I am applying federated learning on multiple files using Tensoflow Federated. The problem is, that the size of data (number of records) in each file is different.
This depends on a variety of factors, a large one being the data distribution on the clients. For example, if each clients data looks very similar (e.g. effectively the same distribution, IID) it doesn't particularly matter which client is used.
If this isn't the case, a common technique is to limit the number of maximum steps a client takes on its dataset each round, to promote more equal participation in the training process. In TensorFlow and TFF this can be accomplished using tf.data.Dataset.take
to restrict to a maximum number of iterations. In TFF this can be applied to every client using tff.simulation.datasets.ClientData.preprocess
. This is discussed with examples in the tutorial Working with TFF's ClientData.

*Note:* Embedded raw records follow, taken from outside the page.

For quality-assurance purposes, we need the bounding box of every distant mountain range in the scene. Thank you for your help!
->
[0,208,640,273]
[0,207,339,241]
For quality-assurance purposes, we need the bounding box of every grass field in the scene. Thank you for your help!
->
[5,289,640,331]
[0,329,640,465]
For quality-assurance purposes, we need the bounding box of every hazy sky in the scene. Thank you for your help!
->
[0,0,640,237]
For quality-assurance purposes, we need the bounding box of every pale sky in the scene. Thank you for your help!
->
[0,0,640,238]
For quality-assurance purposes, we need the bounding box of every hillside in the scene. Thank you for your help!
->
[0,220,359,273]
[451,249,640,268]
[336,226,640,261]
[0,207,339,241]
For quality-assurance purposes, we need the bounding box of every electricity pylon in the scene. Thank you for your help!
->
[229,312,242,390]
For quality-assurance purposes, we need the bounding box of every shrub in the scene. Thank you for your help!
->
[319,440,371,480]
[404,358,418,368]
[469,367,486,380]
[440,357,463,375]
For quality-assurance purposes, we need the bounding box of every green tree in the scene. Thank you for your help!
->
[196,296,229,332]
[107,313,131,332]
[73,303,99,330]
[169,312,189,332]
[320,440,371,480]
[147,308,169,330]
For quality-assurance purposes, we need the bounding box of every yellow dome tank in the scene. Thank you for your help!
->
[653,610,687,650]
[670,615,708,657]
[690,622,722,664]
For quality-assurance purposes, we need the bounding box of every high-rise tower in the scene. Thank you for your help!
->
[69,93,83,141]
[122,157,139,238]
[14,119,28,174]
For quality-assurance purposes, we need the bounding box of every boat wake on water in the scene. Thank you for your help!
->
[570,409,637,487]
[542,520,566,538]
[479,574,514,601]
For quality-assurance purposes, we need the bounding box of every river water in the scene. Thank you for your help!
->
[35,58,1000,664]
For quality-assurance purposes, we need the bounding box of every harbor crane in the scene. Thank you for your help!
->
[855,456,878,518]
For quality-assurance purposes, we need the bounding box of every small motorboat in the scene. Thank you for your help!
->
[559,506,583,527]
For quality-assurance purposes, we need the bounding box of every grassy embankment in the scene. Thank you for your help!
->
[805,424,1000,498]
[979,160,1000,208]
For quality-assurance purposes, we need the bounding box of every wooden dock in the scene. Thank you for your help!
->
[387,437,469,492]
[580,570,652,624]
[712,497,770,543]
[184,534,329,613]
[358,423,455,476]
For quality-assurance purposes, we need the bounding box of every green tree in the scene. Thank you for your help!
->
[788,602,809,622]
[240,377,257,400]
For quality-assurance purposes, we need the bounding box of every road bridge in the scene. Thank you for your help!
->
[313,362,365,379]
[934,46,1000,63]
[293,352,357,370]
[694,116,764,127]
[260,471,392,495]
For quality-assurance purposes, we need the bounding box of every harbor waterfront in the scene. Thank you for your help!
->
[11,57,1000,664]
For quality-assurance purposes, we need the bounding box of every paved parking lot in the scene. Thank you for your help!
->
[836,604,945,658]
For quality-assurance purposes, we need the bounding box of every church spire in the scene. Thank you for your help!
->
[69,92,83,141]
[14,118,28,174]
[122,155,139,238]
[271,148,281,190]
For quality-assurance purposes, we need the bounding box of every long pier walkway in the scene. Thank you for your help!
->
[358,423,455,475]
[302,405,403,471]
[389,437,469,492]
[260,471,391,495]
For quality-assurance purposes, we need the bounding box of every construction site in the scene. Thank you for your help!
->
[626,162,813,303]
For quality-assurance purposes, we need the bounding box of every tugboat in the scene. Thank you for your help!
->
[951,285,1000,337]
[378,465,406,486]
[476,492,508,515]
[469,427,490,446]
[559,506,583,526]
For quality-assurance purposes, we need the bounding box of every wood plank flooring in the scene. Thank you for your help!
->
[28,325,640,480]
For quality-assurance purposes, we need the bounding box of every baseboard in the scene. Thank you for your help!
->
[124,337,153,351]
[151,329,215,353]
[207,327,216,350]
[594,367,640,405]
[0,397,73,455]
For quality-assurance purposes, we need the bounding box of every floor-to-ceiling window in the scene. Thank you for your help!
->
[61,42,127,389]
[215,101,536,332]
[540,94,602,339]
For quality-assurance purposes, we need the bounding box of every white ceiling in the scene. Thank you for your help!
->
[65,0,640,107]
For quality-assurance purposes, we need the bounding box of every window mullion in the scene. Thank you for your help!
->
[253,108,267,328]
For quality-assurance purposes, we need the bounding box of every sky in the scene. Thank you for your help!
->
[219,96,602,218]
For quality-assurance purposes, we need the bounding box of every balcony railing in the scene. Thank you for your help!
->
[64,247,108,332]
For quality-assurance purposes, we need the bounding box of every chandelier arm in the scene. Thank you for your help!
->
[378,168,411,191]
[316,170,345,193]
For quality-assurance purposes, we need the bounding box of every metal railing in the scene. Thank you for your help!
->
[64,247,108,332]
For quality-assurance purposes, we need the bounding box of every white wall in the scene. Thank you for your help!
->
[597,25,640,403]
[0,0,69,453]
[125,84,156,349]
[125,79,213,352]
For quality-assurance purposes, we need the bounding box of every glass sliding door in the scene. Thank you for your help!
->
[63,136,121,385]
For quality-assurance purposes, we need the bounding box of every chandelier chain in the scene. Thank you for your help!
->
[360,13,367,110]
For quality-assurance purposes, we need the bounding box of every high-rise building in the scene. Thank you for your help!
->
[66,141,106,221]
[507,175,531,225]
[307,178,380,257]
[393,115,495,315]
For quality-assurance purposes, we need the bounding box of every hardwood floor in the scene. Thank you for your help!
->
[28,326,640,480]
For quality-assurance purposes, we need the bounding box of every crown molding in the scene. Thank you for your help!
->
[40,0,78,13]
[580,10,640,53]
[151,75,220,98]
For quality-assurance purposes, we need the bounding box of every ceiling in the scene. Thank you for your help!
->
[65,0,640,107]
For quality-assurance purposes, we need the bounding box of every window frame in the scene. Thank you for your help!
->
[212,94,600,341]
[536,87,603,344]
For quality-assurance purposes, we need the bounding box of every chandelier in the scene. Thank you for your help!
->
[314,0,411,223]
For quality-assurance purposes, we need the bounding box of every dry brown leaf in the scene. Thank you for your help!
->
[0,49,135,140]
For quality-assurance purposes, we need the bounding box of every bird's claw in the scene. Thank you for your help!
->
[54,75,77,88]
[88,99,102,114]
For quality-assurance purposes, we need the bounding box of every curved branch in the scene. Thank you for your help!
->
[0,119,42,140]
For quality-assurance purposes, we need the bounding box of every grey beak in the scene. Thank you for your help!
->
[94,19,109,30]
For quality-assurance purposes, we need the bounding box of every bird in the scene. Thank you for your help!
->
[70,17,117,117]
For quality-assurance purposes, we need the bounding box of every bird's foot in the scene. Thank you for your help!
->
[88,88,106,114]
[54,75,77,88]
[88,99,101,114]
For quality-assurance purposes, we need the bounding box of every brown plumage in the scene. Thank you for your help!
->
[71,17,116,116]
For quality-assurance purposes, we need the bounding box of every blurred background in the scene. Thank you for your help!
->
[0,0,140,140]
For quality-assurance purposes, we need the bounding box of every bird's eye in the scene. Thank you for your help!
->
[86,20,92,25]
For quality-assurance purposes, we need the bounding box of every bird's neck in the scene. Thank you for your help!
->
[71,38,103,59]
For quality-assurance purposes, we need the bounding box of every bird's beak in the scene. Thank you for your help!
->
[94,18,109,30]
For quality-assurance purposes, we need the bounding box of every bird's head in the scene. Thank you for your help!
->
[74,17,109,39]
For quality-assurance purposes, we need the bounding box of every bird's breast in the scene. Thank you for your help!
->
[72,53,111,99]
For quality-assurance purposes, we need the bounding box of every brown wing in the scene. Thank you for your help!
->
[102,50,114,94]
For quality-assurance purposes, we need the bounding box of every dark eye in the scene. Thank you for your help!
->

Clients can return individual metrics to report how they are performing, but this isn't done by default. In tff.learning.algorithms.build_weighted_fed_avg
the metrics_aggregator
defaults to tff.learning.metrics.sum_then_finalize
which in usually creates global averages of metrics. There isn't an out-of-the-box solution, but one could implement a "finalize-then-sample" that would likely meet this need. Re-using tff.aggregators.federated_sample
and looking at the source code for sum_then_finalize
as an example would be a good place to start.